Key decisions (calling these now to avoid round-trips):

  • Supervisor: small Node script as PID 1 wrapped by tini. It spawns the four children, pipes their stdout/stderr with prefixes, and crashes the container if any child dies (so Docker restarts it). No s6/supervisord — keeps the runtime stack pure Node.
  • Internal edge: tiny Node http-proxy server in a new package core/edge (~100 LOC). Handles HTTP and WebSocket upgrade. The only process bound to :8080.
  • Two-user model preserved: cial user owns /cial/core (mode 0700), runs edge + back + front; agent user owns /cial/platform, runs platform-back + platform-front. Edge is cial-owned so the agent process can never bind the public port.
  • Platform Back exposure: internal-only for v1 — reachable from Platform Front server-side via http://localhost:3001, not from the browser. Avoids fighting Next.js for the /api/* namespace. We pick a public mount path later when we know the convention.
  • Next.js mode: production builds with output: 'standalone' so each Next app ships only what it needs (smaller image, faster cold start).
  • No watch / dev mode in the container — that's purely for local dev outside the container (where pnpm smoke already works).

Tasks:

  1. Add core/edge package: Node + http-proxy + ws upgrade handling.
  2. Add cial-core/supervisor (or a small bin/supervisor.mjs inside edge): spawns the four children with the right user via process.setuid (or via su-exec in the entrypoint).
  3. Add output: 'standalone' + outputFileTracingRoot to both Next apps (@cial/front, @cial/platform-front) so monorepo symlinks resolve in the standalone bundle.
  4. Add a tiny placeholder route to each surface so we can prove routing:
    • @cial/platform-front /<h1>Platform · Tenant {TENANT_ID}</h1>
    • @cial/front /.cial<h1>Cial Core · Tenant {TENANT_ID}</h1>
    • @cial/back /.cial/api/health already exists (/healthz mounted there)
    • @cial/platform-back /health already exists (internal only)
  5. Rewrite core/docker/Dockerfile as a real multi-stage build that produces the runtime image with all four services + the supervisor + correct ownership/permissions. Entry: tini -- node /opt/core/edge/bin/supervisor.mjs.
  6. Add core/docker/.dockerignore (already there).

Verify (acceptance for L0):

docker build -f core/docker/Dockerfile -t cial-tenant:dev .
docker run --rm -e TENANT_ID=demo -p 9000:8080 cial-tenant:dev
# In another shell:
curl http://localhost:9000/                     # → "Platform · Tenant demo"
curl http://localhost:9000/.cial                # → "Cial Core · Tenant demo"
curl http://localhost:9000/.cial/api/healthz    # → {"status":"ok",…}
docker exec <id> ls -la /cial/core           # → owner cial, mode 0700
docker exec <id> sudo -u agent cat /opt/core/back/dist/index.js
                                                 # → permission denied (proves boundary)

If all five checks pass, L0 is done. The container is then a real, production-shaped artifact — every later phase just plugs into it.

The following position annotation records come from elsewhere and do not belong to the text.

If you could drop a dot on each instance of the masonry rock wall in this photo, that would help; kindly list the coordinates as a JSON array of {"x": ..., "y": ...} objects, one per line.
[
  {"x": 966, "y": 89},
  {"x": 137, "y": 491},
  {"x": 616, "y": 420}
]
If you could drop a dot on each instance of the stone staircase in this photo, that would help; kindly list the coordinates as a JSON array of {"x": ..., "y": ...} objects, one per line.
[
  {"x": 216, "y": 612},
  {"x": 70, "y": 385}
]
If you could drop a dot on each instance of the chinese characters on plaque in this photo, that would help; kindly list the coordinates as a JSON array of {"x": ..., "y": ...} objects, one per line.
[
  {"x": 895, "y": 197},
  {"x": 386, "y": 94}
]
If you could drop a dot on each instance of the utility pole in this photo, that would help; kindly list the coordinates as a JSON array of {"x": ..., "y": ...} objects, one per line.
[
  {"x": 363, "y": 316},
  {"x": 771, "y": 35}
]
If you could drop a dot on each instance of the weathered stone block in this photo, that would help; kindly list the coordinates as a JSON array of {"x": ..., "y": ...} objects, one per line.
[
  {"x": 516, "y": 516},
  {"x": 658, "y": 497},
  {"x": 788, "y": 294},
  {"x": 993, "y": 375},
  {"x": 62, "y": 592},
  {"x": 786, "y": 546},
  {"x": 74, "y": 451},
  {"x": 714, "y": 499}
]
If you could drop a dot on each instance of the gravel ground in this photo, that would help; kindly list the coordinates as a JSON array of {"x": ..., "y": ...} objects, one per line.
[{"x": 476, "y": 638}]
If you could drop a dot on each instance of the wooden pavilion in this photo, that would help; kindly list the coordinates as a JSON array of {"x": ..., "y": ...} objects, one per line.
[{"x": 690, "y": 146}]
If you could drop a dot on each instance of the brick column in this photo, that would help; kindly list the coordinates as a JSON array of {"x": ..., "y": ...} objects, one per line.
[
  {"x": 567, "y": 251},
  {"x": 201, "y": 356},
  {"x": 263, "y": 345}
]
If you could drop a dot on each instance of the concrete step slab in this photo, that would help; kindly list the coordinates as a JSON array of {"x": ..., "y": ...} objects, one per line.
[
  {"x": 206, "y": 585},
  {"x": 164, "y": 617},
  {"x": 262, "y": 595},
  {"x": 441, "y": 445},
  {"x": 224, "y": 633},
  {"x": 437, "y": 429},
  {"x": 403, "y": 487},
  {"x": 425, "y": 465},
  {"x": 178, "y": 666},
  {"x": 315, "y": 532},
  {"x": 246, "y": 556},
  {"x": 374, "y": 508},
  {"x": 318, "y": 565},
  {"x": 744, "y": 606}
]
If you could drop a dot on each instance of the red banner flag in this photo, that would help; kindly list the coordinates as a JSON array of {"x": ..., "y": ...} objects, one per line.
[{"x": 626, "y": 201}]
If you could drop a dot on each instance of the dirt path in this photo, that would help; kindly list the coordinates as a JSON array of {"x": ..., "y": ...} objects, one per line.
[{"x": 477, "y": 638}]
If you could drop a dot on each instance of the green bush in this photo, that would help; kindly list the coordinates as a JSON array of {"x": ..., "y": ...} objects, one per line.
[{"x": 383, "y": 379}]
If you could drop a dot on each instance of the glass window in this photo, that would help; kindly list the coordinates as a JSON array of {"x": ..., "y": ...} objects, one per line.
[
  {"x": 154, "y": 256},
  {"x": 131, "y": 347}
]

L1 — docker compose + Postgres + App API + owner signup

  • docker-compose.yml at repo root with services: postgres, app-api
  • app/api:
    • Drizzle schema: users, tenants (slug, name, container_id, container_port, state, owner_id)
    • drizzle-kit generate + on-boot migrate
    • Better-Auth wired at /api/auth/[...all] — email+password, no verification in dev
    • /admin/login and /admin/signup pages (signup disabled after first user; first user is owner)
  • app-api Dockerfile updated to actually run next start on :3100
  • Verify: docker compose up, browser to http://localhost:3100/admin/signup, create owner account, redirected to /admin (empty tenant list).

L2 — Admin tenant CRUD

  • /admin page: list tenants from DB
  • "New tenant" form (slug, name) → POST /api/admin/tenants
  • Validates slug (^[a-z0-9-]{2,40}$), inserts row with state='provisioning'
  • For now, no orchestrator call — just DB row + UI confirmation
  • Verify: create a tenant in UI, see it in the list with state=provisioning.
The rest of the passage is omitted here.